It’s very hard/rare to make any money from short films. (It’s also very hard/rare to make any money from feature films, but that’s a separate issue.) If you upload a short to YouTube or Vimeo, it’s possible to monetize it through ads (wherein you get paid a very small amount per view); but the video would have to get something on the order of a million hits for you to see any significant revenue from it.
For some filmmakers, shorts are a hobby and the process of making and releasing them is its own reward. However, many aspiring feature filmmakers also make shorts as a “calling card” to get exposure in Hollywood, hoping that producers, agents, studio execs, etc. will see the videos online and then offer to meet with the filmmaker to discuss larger projects.

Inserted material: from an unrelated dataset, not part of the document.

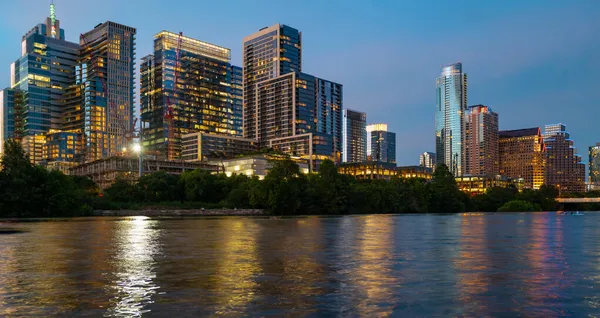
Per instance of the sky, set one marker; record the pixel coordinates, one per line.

Disclaimer – I am not a film maker. Nor have I been associated with film making.
Here are my two cents. – I happen to be friend and colleague of a documentary film maker my response is based on my interaction with him.
Also, making money could mean two things a) Cover Costs b) Make some surplus money over your costs.
I use the term “money” interchangeably below. These points are over and above what Jithin has stated.
1. A lot of times they don’t make money.
2. A lot of times they don’t make docs to make money.
3. Grants are a pretty good way of funding your doc project. There could be several private, and state grants. PSBT in India is one. Like this one –. There are also theme specific grants like Climate Change etc, by international agencies. Yes, if you manage your budgets a bit you can make some money over the costs. But most of these grants are either very competitive or there are cliques which operate there.
4. The Problem with grants is that it sometimes is quite restrictive for the film-maker. It’s the same “funded research project” problem.
5. There are also Docs produced by Bollywood and Hollywood producers which are meant for a larger audiences, Ship of Theseus and An Inconvenient Truth being some which belong to that category. Again these producers do not necessarily try making money out of these projects.
6. Lastly, the economics of making a documentary is similar to any service/product which has an intrinsic value, however the masses/majority may not want to value it that way. For example – Take something like arts, specifically say “Madhubani Art” now if you leave it to the Madhubani artist to make a living of it, they day is not far when he/she would leave that profession for the lack of demand of that skill. In other words markets/masses would not want to pay-for/value that skill. One way to protect that art/skill is state/public/private philanthropic funding. The same logic applies to documentaries.
Hope these points add to the perspective of the readers.